Phase 1 (Scope) — Committed 2026-05-06. Phases 2–6 are queued, not executed. This page documents the scope and the rationale for the multi-phase plan; it is NOT a results page. Per Open Enzyme convention, this page will be revised in place when each subsequent phase lands, with a status promotion (scopedin progresscomplete) tracked in the YAML frontmatter and the computational-experiments.md tracking index.

Cross-experiment update from comp-018 (2026-05-08): The upstream complement modulator sweep — broader than comp-014 (all compound classes, not just fungal) — surfaced Ganoderma triterpene anticomplement evidence at the C3 convertase node: ganoderic acid Sz IC50 44.6 µM, ergosterol IC50 52 µM, ergosterol peroxide IC50 126.8 µM (Seo HW et al., Arch Pharm Res 2009;32(11):1573-9, PMID 20091270, doi:10.1007/s12272-009-2109-x). SAR insight: Δ7(8), Δ9(11)-lanostadiene type triterpene + 3-keto required for activity. Mechanistic closure of the comp-014 β-glucan structure-dependence finding: the same Ganoderma fruiting body contains lectin-pathway-activating β-glucans AND classical-pathway-INHIBITING triterpenes/sterols. Whether a reishi extract is anti- or pro-inflammatory at the complement level depends on which fractions dominate. Implication: triterpene-enriched ethyl-acetate-soluble fractions (not whole extract) are the gout-favorable preparation. comp-018 also re-confirms the C5aR1 antagonist class is empty (third independent scan — comp-014 + §1.21 + comp-018) but documents that the upstream-CP0 modality at the C3 convertase node is dietary-tier viable via rosmarinic acid (rosemary, lemon balm, spearmint) — the chokepoint-hacker move comp-014 Phase 5 was scoped to find. See upstream-complement-modulator-sweep-computational.md.

§1 Question

Across all known characterized fungal natural products — aggregated from sources that span the global research corpus, not just Western pharma — which compounds map onto Open Enzyme's existing chokepoints, and which fungal species are the highest-leverage producers?

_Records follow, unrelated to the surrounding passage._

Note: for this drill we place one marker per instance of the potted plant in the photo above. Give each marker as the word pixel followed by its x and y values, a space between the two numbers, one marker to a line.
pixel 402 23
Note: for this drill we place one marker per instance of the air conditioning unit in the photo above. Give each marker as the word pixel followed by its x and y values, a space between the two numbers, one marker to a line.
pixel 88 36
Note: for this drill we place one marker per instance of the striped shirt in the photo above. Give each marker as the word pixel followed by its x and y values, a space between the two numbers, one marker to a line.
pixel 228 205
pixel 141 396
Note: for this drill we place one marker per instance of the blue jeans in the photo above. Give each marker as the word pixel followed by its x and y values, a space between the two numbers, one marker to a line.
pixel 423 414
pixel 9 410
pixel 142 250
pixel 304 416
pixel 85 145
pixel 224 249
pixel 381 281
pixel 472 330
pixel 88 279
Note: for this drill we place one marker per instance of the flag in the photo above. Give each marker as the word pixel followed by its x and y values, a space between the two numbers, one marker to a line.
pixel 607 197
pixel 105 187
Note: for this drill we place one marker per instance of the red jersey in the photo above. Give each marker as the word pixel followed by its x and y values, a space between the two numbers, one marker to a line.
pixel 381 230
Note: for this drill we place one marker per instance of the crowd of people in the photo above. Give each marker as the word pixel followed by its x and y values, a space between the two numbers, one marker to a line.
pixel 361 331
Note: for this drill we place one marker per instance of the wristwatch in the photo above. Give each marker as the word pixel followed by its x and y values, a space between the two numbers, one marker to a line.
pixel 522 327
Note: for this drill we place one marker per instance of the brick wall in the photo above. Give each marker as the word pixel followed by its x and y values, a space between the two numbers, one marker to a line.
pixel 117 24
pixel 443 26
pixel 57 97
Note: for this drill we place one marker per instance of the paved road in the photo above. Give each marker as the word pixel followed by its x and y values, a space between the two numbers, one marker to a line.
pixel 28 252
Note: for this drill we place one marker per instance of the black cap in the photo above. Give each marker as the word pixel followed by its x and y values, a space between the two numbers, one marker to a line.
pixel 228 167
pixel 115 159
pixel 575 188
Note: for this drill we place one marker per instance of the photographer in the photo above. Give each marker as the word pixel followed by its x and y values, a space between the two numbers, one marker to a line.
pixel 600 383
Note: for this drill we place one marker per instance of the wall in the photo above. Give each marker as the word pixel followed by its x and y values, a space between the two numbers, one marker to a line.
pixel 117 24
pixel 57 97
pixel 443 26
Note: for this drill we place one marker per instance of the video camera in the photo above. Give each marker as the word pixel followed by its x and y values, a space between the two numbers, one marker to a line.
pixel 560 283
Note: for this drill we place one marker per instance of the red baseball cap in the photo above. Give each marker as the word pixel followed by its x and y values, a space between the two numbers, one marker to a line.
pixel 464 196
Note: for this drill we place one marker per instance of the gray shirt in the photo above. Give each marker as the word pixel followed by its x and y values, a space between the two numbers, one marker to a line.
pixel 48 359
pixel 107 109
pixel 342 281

The framing question per chokepoint, per Brian (2026-05-06): "What open biological problem might fungal chemistry answer at this chokepoint that we don't yet have a fermentable lever for?" — not "is fungus useful here?" The inversion is the same load-bearing one applied in modality-chokepoint-matrix.md — guard against path-dependent narrowing.

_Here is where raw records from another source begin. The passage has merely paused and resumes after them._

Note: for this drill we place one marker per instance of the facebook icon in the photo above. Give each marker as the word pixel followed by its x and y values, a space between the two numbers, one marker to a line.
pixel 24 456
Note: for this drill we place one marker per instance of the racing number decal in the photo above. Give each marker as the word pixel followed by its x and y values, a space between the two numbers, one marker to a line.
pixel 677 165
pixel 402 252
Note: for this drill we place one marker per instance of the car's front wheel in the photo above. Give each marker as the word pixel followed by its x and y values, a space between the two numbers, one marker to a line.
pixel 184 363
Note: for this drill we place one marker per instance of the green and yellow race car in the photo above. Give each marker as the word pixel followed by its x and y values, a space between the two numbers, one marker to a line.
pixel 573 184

§2 Why this experiment exists

Three converging reasons:

  1. Path-dependent narrowing risk if we default to ChEMBL-only. comp-013 already surfaced the named gap: 5 of 9 candidate TCM compounds had no ChEMBL bioactivity records of any kind, forcing reliance on animal-model in vivo evidence to assign verdicts. The gap is downstream of which compounds got into Western-pharma curation pipelines, not whether the compounds have evidence. Fungal compounds will hit the same coverage gap or worse — most medicinal-mushroom clinical evidence sits in Chinese (CNKI, Wanfang) and Japanese (J-STAGE) corpora that ChEMBL has never seen. Per Open Enzyme/CLAUDE.md §Global-multilingual research, treating these as "language barrier" is the wrong frame: in 2026 the AI substrate reads them natively.

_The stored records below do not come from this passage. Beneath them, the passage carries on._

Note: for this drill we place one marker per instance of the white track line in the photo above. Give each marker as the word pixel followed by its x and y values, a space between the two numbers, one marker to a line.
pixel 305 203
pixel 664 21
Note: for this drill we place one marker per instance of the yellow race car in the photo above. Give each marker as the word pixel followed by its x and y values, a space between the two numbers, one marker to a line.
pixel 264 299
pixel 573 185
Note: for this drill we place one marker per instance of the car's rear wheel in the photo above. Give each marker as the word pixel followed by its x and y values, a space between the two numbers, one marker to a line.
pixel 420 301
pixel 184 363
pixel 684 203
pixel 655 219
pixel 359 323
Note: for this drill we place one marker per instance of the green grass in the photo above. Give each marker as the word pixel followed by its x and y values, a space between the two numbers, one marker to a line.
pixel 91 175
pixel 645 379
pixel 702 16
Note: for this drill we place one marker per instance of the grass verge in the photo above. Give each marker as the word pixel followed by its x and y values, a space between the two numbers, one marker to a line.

  2. Fungi are biochemically distinctive in chemistries that adjacent kingdoms don't produce in volume. Ergothioneine biosynthesis is essentially fungal-and-mycobacterial; epipolythiodioxopiperazine (ETP) compounds with internal disulfide bridges are fungal-specific; lanostane triterpenoid diversity (Ganoderma genus alone has 400+ characterized) dwarfs plant triterpenoid diversity at the species level. A breadth-first aggregation that ignores this is biased; one that includes it might surface chokepoint coverage that no single existing OE wiki page would predict.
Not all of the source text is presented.